In the Jan. 11 USDA Crop Report, corn led the bullish surprises mainly based on the Grain Stocks report.

Stocks as of Dec. 1, 2012 were estimated at 8.03 billion bushels which indicated a 300 million bushel higher feed and residual use than earlier projected.

The trade, on the average, expected 8.21 billion bushels.

Production was increased 55 million bushels in the annual production summary on a 1.1 bushel per acre bump in yield to 123.4 bushels per acre.

Planted acreage in 2012 was increased 300,000 acres to 97.2 million acres, while harvested acreage was cut 300,000 acres to 87.4 million acres.

The average trade estimate for production was 10.626 billion bushels compared to USDA’s number of 10.78 billion bushels.
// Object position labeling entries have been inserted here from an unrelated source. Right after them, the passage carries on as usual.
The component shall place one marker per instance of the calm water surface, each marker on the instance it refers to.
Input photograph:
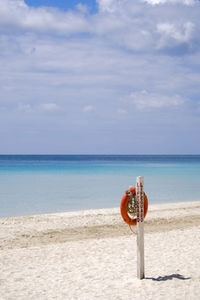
(32, 184)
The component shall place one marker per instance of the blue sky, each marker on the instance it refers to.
(100, 77)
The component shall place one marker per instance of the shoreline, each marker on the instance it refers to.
(91, 254)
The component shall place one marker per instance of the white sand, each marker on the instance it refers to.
(92, 254)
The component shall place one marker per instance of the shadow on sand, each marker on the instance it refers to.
(169, 277)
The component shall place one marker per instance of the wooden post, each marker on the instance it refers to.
(140, 226)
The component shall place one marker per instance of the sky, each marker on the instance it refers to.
(100, 77)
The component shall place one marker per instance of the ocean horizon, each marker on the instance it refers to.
(35, 184)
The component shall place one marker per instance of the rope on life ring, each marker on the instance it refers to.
(128, 206)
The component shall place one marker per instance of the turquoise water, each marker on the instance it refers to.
(32, 184)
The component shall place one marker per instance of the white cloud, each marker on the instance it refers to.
(171, 31)
(107, 5)
(88, 108)
(18, 15)
(144, 100)
(155, 2)
(25, 108)
(49, 107)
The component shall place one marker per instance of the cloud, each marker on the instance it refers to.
(55, 61)
(25, 108)
(49, 107)
(172, 32)
(184, 2)
(122, 111)
(144, 100)
(88, 108)
(16, 14)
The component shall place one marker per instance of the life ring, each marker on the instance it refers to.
(128, 210)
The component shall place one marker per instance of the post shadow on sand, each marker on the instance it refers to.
(169, 277)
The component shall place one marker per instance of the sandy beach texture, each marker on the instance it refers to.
(92, 255)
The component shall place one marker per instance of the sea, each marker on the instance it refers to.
(36, 184)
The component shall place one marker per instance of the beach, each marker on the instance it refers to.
(91, 254)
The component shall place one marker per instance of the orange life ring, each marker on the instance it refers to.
(124, 207)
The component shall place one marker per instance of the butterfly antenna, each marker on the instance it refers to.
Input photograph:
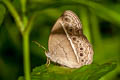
(39, 45)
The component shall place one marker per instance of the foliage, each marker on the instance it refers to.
(22, 21)
(90, 72)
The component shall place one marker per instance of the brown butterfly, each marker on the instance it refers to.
(67, 44)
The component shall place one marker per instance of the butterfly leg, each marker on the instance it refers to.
(48, 62)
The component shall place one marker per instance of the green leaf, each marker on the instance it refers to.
(89, 72)
(2, 13)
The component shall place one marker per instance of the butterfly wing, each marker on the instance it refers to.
(67, 44)
(60, 50)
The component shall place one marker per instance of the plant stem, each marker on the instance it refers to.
(26, 56)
Although feed and residual use was increased, exports were reduced 200 million bushels reflecting the slow pace of sales and shipments.

Total usage was increased 100 million bushels from last month.

Ending stocks were cut 45 million bushels from last month to 602 million bushels or a 5.3 percent stocks to use ratio.

The trade was expecting stocks to increase to 667 million bushels.

The season average price was left unchanged at $6.80 to $8.00 a bushel.

Global stocks are projected at 4.566 billion bushels, 63.8 million bushels lower than last month.

World production was raised 126 million bushels reflecting increases in U.S. and foreign production while consumption was raised in the U.S but cut in the foreign numbers.

The global stocks to use ratio is 13.4 percent, down 0.2 percent from last month.

March corn closed down 2 cents at $7.28 a bushel with support at $7.19 and resistance at $7.41 with a strong sell bias.

Producers with corn in storage should use this rally to price out un-priced corn.

September 2013 corn closed at $6.02, down 5 ¼ cents with support at $5.84 and resistance at $6.22 with a strong sell bias.

I would have 10 percent of 2013 production priced. Target the $6.20 – $6.50 range for additional pricing but if prices start to drop back below $6.00, also be ready to price part of the crop.

Over the past 31 years the average difference between the January projection for U.S. ending stocks and the final estimate has been 230 million bushels with 19 years below the final estimate and 12 years above.

The next USDA Supply & Demand report will be released Feb. 8, 2013.